Punch J D, Thompson N W, Merion R M
Department of Surgery, University of Michigan Medical School, Ann Arbor, USA.
Arch Surg. 1995 May;130(5):538-42; discussion 542-3. doi: 10.1001/archsurg.1995.01430050088015.
To determine long-term results and durability of parathyroidectomy in patients with chronic renal failure and renal transplant recipients.
Retrospective chart review and structured telephone interviews.
Tertiary-care academic medical center.
Ninety-one consecutive patients (80 undergoing long-term dialysis, 11 with posttransplant hyperparathyroidism). Mean follow-up was 8 years (minimum follow-up, 2 years; longest follow-up, 25 years). The most common indications for operation were bone pain (70% [56/80]) and weakness (46% [37/80]) in patients with renal failure and hypercalcemia (91% [10/11]) in renal transplant recipients.

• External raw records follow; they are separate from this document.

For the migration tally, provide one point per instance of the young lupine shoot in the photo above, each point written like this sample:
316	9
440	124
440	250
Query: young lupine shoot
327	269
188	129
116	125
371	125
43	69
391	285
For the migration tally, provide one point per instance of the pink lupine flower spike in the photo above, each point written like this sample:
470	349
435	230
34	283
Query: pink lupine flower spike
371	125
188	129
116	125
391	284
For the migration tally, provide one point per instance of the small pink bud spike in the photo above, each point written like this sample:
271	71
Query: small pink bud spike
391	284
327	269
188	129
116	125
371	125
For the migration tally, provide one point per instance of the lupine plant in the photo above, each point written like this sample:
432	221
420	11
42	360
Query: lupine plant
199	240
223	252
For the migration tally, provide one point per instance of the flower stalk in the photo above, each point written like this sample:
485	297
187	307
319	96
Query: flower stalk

Subtotal parathyroidectomy without remnant gland implantation.
Postoperative morbidity and mortality, relief and recurrence of symptoms.
Symptoms were successfully ameliorated in 95% (86/91) of patients. Clinically significant complications occurred in 5% (5/91) of patients (one patient each with wound hematoma, wound infection, and permanent recurrent laryngeal nerve paralysis and two patients with permanent hypoparathyroidism). Recurrence occurred in five (5%) of 91 patients. Two of these patients required four operations each to eradicate all hyperfunctioning accessory glands. The other three recurrences were caused by hyperplasia of the remnant gland left in the neck. These were easily treated by simple excision, with no morbidity. The actuarial rate of recurrent hyperparathyroidism was 4.1% at 1 year and 11.7% at 20 years. Overall hospital mortality was 3% (3/91). None of the deaths was directly attributable to parathyroidectomy.

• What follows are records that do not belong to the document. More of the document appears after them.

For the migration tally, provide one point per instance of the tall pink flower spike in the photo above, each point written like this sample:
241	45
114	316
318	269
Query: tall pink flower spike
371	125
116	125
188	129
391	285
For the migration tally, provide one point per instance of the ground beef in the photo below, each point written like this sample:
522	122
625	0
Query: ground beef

We recommend subtotal parathyroidectomy without remnant implantation as a safe and durable intervention for hyperparathyroidism associated with renal failure and following renal transplantation. This intervention is associated with an acceptably low recurrence rate over extremely long periods of follow-up.
确定慢性肾衰竭患者和肾移植受者甲状旁腺切除术的长期效果及耐用性。
回顾性病历审查和结构化电话访谈。
三级医疗学术医学中心。
91例连续患者(80例接受长期透析,11例患有移植后甲状旁腺功能亢进)。平均随访时间为8年(最短随访时间为2年;最长随访时间为25年)。肾衰竭患者最常见的手术指征是骨痛(70%[56/80])和虚弱(46%[37/80]),肾移植受者是高钙血症(91%[10/11])。
次全甲状旁腺切除术,不植入残留腺体。
术后发病率和死亡率、症状缓解及复发情况。
95%(86/91)的患者症状得到成功改善。5%(5/91)的患者发生了具有临床意义的并发症(1例患者分别出现伤口血肿、伤口感染和永久性喉返神经麻痹,2例患者出现永久性甲状旁腺功能减退)。91例患者中有5例(5%)复发。其中2例患者每人需要进行4次手术以根除所有功能亢进的副腺体。另外3例复发是由颈部残留腺体增生引起的。通过简单切除很容易治疗,且无并发症。甲状旁腺功能亢进复发的精算率在1年时为4.1%,在20年时为11.7%。总体医院死亡率为3%(3/91)。没有一例死亡直接归因于甲状旁腺切除术。
我们建议次全甲状旁腺切除术不植入残留腺体,作为治疗与肾衰竭和肾移植相关的甲状旁腺功能亢进的一种安全且耐用的干预措施。在极长的随访期内,这种干预措施的复发率低至可接受程度。